December 5, 2012 – A new study from the David Eccles School of Business at the University of Utah reveals that, in spite of its shortcomings, the controversial Troubled Asset Relief Program (aka TARP) has been effective despite initial concerns about its restrictions on executive pay.
One of the biggest criticisms of TARP, the $700 billion program infamous for its use to rescue AIG, General Motors, Bank of America, Citigroup, Wells Fargo, JPMorganChase and other firms, was its limits of executive pay for recipients. They were meant to end a spate of “golden parachute” exits by leading officers of failing companies, as well as their collecting of huge bonuses.
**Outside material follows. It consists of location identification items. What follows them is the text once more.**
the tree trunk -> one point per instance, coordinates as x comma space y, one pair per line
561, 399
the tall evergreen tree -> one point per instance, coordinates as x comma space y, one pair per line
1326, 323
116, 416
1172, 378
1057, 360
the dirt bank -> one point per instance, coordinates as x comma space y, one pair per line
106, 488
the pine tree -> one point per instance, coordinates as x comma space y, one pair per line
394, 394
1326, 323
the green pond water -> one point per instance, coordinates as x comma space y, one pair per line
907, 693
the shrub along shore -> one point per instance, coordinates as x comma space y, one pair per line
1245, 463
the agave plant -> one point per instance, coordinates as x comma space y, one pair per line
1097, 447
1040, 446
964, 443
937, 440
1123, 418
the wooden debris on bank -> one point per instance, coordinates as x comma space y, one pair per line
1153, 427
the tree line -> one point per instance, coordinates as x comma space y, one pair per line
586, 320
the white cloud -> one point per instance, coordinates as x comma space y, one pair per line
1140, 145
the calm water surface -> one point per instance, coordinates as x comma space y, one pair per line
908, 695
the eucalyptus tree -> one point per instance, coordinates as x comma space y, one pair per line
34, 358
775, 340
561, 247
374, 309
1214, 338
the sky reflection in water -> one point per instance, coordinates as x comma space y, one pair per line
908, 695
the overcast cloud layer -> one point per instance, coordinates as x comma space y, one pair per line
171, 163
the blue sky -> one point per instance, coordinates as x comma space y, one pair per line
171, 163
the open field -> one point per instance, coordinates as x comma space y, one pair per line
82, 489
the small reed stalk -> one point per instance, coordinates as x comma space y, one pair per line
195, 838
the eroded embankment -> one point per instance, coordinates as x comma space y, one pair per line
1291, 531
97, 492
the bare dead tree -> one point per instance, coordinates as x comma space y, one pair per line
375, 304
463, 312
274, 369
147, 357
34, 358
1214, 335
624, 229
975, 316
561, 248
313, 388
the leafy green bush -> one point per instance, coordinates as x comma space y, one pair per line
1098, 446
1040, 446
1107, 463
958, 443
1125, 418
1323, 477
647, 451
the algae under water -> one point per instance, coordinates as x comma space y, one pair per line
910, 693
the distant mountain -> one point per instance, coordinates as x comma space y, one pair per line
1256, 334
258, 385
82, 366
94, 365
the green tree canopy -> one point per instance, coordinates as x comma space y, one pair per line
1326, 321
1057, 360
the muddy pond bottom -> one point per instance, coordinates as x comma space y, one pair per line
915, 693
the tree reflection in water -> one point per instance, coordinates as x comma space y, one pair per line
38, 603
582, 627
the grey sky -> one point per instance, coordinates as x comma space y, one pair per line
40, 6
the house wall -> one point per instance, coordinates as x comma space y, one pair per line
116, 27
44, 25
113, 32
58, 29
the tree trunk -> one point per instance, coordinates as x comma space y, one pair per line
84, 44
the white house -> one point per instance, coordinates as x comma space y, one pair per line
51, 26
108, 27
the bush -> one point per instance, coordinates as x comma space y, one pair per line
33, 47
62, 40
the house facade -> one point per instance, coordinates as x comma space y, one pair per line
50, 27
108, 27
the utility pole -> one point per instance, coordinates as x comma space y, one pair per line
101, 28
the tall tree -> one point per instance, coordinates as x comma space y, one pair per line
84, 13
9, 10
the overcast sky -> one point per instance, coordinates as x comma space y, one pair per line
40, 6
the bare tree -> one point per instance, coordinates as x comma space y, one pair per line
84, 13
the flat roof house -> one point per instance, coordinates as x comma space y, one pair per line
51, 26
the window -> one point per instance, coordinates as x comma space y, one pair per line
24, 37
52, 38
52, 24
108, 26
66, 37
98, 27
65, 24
Critics claimed the policy would lead to a “brain drain” of firms’ best and brightest to non-participating corporations.
In a paper published this fall in the Journal of Business Finance & Accounting, “Executive Compensation Restrictions: Do They Restrict Firms’ Willingness to Participate in TARP?”, University of Utah researcher Brian Cadman writes that while some executives did bail out of their troubled firms, those companies went on to recover and even thrive.
“Our most important finding, in fact, was that compensation restrictions led to a more efficient allocation of the TARP funds,” said Cadman, an assistant professor of Accounting at the David Eccles School of Business. “It’s not that we want to argue that asset relief should always come with ways to limit executive compensation, but in this case those limits actually helped the government allocate TARP funds more efficiently.”
Further, Cadman and fellow researchers Mary Ellen Carter of Boston College and Luann Lynch of the University of Virginia found that “those who needed [TARP] took the money and ended up performing as well as those who didn’t.”
Indirectly, the study also may be instructive to economists and business leaders worried about the twin threats of the nation’s pending “fiscal cliff” – the draconian cuts and tax hikes the federal government faces at year’s end without reforms – and the looming threat of a renewed recession if budget woes, and the nation’s $16 trillion-plus debt, are not addressed.
“From an academic standpoint, the type of increased lending represented by TARP increased the national debt at a time of credit crisis. Whether the long-term payback of this will outweigh the cost? That’s hard to say,” Cadman acknowledged. “But the positive we documented is that TARP did actually increase lending from recipient banks, and that, in effect, led to a healthier economy.”
Cadman and his colleagues reached their conclusions by comparing economic and compensation characteristics from 228 firms that accepted TARP funds to 35 other firms which, though approved for TARP, opted to decline the aid.